Sermonizing about youthful moral failings has always been around, but how many of us realize that it is our past self-serving policies that guide their actions?
Is beach closure about health or tax dollars?
What the heck is going on? We can’t walk or run on the beach any more. We can’t do lap swimming under strictly controlled conditions (every other lane, masks to and from). But we can go to an indoor gym or restaurant? Where are the statistics on this?
I have a sneaking suspicion that it’s all about the tax dollars. Those of us trying to keep our sanity by exercising outdoors are not contributing money to the city. My husband is handicapped and the only exercise he can do is swimming. I am fed up with these orders, Mayor Caldwell.
Bars that break rules need stricter penalties
It seems to me that a stronger slap for bars that do not comply with required guidance might be in order. Shutting down a bar for 24 hours for violating the rules is a tiny slap on the hand.
Now, if they were shut down for 96 hours (four days), hitting their profits, perhaps bars would take this more seriously. The majority of bars I went to were in compliance; one was not.
Yet because four were caught not complying, the mayor punishes them all. Has the mayor ever been in a bar himself, one must wonder?
We can put boundaries on free-market activities
I appreciate Micah Hicks’ review of the importance of global markets and trade for meeting economic and social needs in modern society (“Diversifying Hawaii economy is tough in free- market world,” Star-Advertiser, Island Voices, Aug. 6).
We should be fully aware of the power that money, price and the ease of transporting goods and offering services have on individual and social choices, but our vision and strategies for addressing crises and meeting individual and social needs should not be bound by them.
The COVID-19 pandemic and the climate catastrophe are exposing the vulnerability of this economic model and highlighting the well-known “failures” of relying primarily on markets and trade. These failures exist even in the best of times, and they are exacerbated in the midst of these crises, including racial inequity and injustice.
This is not to condemn trade and markets. But we need different models and means to overcome our current challenges and achieve a more just, equitable, resilient and therefore sustainable future.

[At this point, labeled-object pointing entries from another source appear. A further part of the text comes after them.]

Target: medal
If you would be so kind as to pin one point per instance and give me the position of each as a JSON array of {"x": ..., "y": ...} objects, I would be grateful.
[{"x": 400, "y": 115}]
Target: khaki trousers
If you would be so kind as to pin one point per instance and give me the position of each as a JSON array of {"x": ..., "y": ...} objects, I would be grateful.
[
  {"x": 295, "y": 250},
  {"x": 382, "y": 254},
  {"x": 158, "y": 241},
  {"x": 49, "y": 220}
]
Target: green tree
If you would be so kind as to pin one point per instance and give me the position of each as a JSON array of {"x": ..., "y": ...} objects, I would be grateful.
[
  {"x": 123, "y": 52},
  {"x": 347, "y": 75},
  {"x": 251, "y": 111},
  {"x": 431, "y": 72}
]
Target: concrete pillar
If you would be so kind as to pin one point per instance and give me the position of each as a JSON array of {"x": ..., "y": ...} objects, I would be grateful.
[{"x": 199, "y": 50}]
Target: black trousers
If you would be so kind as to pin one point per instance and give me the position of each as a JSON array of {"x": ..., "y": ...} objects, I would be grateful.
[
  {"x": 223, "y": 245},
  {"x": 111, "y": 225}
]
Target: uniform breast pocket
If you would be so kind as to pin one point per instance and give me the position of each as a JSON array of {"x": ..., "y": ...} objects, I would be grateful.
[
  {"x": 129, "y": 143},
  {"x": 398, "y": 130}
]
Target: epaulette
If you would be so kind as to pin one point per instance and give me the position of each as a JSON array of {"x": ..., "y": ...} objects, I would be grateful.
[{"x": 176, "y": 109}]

President, Hawaii Interfaith Power and Light
Economic lockdown hurts 99% of population
Can someone explain the logic to me concerning the economic shutdown of Hawaii?
My simple math (probably slightly wrong) indicates the United States, with a population of 329 million people, has had about 160,000 COVID-19 deaths. In Hawaii, with a population of 1.4 million people, there have been about 30 deaths. Yet we continue to keep our economy shut down for less than 1% of the population.
No matter how we handle the epidemic, we would be better off if the economy was reopened. This would include the society at large, including schools, the tourist industry, hotels and more.
Not to trivialize the deaths of our loved ones — they are somebody’s mom, dad, auntie, uncle, sister, brother or friend — I believe we are doing more harm to 99.9% of the population and society in general.
If you are a health risk, it’s up to you, not the government, to protect yourself.
People collect plus-up knowing it’s temporary
People who collect unemployment compensation, including the federal $600 plus-up, know that it is a temporary Band-Aid that can be yanked away at the whim of certain legislators (“$600 plus-up allows people to avoid work,” Star-Advertiser, Letters, Aug. 6).
Perhaps providing for their families is priority No. 1.